I have a scar on my forehead, which I cover with a fringe. Most people don’t see it.

Jon didn’t know that I’d freak out. And he apologised, later. Said he’d never do it again, honest.

The girl they’re talking to is tall, and her hair is impossibly shiny. There’s a jewelled piercing in her nose and another on her lip. I slip in, between her and Jon and Sasha, as a buffer. The girl smiles at me. “Hi there,” she says. “God…” she stops for a moment, looking at my face intensely, then says, “Sorry, I just had to do that.” She steps back, scanning me up and down. “You’re stunning,” she smiles. I don’t really know what to say, so I tell her she is very beautiful. I give her a smile that appears shy but that we both know really isn’t. I don’t really allow myself to get close to people on an emotional level because my insides are all riddled with maggots, which is very frightening for people to see, especially up close, especially when they are, you know, inside you, in more ways than one. But I try to fuck well. And I try to be charming, partly because I’m scared that if I go too far into being drawn-off and distant it’ll seem like I’m a fuckboy, like, a man, or like I’m treating people like a man treats women, and I’m very scared to be seen like that. That’s why I always sit down to pee in public bathrooms, because people might see my feet under the stall standing up. And I don’t talk too much, because men talk too much, with too much confidence. So, there’s a thin line between being careful but not distant. Or at least, there is a line between being distant and seeming distant.

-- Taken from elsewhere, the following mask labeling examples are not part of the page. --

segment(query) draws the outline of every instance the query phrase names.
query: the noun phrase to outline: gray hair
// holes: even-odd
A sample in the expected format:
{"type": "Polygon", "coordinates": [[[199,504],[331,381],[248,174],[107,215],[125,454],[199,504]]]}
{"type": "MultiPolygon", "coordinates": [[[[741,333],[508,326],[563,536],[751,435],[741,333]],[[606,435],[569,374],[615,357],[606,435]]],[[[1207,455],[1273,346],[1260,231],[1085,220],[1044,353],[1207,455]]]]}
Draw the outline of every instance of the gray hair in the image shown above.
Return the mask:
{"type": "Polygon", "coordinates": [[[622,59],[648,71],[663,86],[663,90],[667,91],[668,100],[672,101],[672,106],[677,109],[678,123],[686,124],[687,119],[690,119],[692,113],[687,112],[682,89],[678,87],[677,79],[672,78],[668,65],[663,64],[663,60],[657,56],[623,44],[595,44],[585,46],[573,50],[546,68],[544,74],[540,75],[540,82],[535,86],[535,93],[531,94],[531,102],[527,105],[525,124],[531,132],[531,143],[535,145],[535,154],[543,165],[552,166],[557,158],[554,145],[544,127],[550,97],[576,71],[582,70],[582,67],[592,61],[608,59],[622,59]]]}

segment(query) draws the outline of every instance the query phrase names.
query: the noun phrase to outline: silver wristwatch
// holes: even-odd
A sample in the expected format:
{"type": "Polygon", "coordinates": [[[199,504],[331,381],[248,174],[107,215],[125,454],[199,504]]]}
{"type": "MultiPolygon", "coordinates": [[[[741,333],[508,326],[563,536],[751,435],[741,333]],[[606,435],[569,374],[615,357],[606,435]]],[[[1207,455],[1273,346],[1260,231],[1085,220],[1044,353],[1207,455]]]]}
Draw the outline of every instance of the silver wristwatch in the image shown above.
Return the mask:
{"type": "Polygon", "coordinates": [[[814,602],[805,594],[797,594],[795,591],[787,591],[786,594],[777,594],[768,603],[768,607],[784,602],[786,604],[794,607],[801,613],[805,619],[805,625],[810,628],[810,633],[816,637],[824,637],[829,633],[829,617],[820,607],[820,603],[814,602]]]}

Me and the girl find our way back inside. More specifically, she grabs my hand and pulls me back into the house, back amongst the tangled limbs of the party. The building has been gutted and refitted to be fit for students, but the shell of it is old. Old enough to be haunted or, if not, perhaps whatever was on this site before was haunted. Sometimes the ghosts from old buildings stay around to see what comes next. Every spot on the planet has something in its past that is worth haunting about. Or if, miraculously, it does not, then there’s always the future, which holds far worse for everyone. It haunts backwards. Things from the future, pushing back into the now because they are so utterly traumatic that they can’t stay within the limits of the time, they have to be happening now, around you. To you. There’s a type of storm coming.

The girl shouts over the music that her name is Sabi. I offer her some of the drugs, and she doesn’t ask what they are, she just takes a bump from her key, and then, just as I’ve stashed the drugs away, she kisses me, out of nowhere. I nearly fall back against the people behind me.

I haven’t even been here long but I try to find Jon, at least, to say that I’m leaving. He sees me, and sees Sabi holding my hand, and grins. “Get it,” he says. I roll my eyes.

The bus journey back is a blur of making out on the seats, and boys shouting, but not at me, not at us, we’re safe.

Now I’m in my apartment, and I’m trying very hard to climb inside this girl, suddenly, trying to push into the space in which she is. I want to be safe, in there, in the warmth of someone else. When we left the party I’d asked Sabi if we could go to hers instead, but she said she lives with her parents so that wasn’t really possible. Now we’re lying in my bed. She has her head on my chest, and she’s staring out into the abyss of my bedroom.

“Can you… take that down?” she asks, motioning vaguely towards the poster opposite.

“Why?”

“That guy… he’s, like, racist,” she mumbles.

She’s right. Shit, I didn’t even think how it might look, having the poster of him up there. Shit.

When someone calls you racist, thinks the thing inside the poster, what they are saying is “Hmm, you actually have a point, and I don’t know how to answer it.” The spirit in the poster is angry at this accusation. It wants to lash out. It pulses, in the picture, wanting to tear at the fabric of reality. I can feel it already, across the room.